Fokus utama dari peringatan BMKG adalah potensi terjadinya hujan dengan intensitas sedang hingga mencapai kategori lebat. Kondisi ini diperkirakan akan disertai dengan fenomena cuaca menyertai yang membahayakan.

Selain curah hujan tinggi, BMKG juga mengantisipasi adanya sambaran petir yang berpotensi menimbulkan bahaya bagi aktivitas luar ruangan. Ancaman ini perlu menjadi perhatian serius bagi warga di daerah terdampak.
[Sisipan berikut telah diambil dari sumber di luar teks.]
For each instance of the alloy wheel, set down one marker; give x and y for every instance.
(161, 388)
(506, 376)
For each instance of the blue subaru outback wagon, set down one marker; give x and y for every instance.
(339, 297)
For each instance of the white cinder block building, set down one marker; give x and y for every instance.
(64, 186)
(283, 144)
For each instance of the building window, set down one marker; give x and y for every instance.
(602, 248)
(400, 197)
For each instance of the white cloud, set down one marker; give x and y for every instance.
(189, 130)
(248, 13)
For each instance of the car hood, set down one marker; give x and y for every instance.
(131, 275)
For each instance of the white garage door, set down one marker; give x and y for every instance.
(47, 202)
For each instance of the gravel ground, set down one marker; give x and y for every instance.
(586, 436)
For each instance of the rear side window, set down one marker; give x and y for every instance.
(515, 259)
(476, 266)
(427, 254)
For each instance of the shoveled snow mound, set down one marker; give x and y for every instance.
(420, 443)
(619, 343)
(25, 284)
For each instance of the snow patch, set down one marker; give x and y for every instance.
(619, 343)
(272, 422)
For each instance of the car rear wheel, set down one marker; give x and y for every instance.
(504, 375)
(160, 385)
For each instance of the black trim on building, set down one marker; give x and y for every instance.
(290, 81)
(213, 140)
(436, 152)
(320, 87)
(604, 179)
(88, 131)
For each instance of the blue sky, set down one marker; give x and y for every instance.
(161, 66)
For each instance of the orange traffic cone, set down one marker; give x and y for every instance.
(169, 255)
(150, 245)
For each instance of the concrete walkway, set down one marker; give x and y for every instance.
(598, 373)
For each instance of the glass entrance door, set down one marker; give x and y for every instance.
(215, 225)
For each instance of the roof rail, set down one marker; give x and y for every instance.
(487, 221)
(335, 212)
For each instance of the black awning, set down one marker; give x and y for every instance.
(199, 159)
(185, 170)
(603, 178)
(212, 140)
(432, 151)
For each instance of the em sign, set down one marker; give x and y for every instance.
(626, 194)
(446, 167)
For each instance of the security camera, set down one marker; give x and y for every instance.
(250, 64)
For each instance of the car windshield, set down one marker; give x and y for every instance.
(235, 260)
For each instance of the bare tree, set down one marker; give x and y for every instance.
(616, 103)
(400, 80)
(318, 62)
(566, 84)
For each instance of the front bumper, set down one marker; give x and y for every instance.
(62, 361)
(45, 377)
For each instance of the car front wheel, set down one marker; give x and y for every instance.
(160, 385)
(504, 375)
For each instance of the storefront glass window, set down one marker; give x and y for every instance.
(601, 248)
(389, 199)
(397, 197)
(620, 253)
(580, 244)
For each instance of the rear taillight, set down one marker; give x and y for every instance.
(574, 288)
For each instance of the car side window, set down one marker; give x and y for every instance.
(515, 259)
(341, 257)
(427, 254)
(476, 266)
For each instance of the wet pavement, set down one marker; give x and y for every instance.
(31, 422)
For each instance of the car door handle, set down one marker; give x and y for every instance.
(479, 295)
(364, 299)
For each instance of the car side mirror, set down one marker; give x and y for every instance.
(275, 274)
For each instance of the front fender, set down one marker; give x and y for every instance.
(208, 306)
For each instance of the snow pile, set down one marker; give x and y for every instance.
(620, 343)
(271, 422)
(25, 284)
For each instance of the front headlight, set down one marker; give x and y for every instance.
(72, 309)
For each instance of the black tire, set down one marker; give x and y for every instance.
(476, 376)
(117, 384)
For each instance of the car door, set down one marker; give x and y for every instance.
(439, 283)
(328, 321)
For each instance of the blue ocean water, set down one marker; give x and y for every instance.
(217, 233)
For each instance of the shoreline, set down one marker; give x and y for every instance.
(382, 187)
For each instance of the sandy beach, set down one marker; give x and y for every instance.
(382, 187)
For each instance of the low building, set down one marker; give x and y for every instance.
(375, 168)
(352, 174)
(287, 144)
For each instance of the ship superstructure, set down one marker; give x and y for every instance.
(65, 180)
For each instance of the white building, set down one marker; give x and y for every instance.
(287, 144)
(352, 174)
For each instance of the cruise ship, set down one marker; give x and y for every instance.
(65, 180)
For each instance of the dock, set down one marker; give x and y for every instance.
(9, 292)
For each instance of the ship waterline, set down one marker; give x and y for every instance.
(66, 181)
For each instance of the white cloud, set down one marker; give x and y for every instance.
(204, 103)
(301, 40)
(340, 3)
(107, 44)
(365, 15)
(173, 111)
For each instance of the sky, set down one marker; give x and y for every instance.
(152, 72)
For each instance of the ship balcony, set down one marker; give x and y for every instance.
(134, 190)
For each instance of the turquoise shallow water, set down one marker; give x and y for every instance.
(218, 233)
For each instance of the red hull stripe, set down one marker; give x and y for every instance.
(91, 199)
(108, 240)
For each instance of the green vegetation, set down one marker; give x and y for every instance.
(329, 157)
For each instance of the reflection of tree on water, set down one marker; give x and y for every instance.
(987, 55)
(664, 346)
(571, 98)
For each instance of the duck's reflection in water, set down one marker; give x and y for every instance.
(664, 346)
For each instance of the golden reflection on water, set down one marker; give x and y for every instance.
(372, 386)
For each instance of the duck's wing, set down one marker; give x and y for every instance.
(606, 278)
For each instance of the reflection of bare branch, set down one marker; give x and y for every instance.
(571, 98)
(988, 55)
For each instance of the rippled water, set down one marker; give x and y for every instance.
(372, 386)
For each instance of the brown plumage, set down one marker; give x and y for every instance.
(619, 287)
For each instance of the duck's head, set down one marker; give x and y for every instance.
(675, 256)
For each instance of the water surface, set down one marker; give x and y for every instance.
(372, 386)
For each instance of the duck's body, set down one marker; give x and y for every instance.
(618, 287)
Lebih lanjut, potensi tiupan angin kencang juga termasuk dalam daftar waspada yang dikeluarkan oleh institusi resmi tersebut. Angin kencang ini dapat memicu kerusakan ringan hingga sedang pada infrastruktur dan pepohonan.

Pemberlakuan prakiraan cuaca ekstrem ini memiliki batas waktu yang jelas, yakni periode waktu yang berakhir pada hari Kamis, 21 Mei 2026. Penetapan tanggal ini memberikan kerangka waktu yang pasti bagi perencanaan mitigasi.

Informasi yang disampaikan ini berfungsi sebagai langkah proaktif dari BMKG. Tujuannya adalah memberikan kesempatan yang cukup bagi seluruh lapisan masyarakat dan pemerintah daerah untuk mempersiapkan diri secara maksimal.

"Peringatan dini ini mencakup potensi hujan dengan intensitas sedang hingga lebat yang disertai dengan sambaran petir dan tiupan angin kencang," demikian bunyi peringatan yang dikeluarkan oleh BMKG.

Dilansir dari INFOTREN.ID, langkah ini diambil agar semua pihak dapat mengambil tindakan pencegahan yang diperlukan guna meminimalkan potensi dampak buruk yang mungkin timbul akibat cuaca ekstrem tersebut.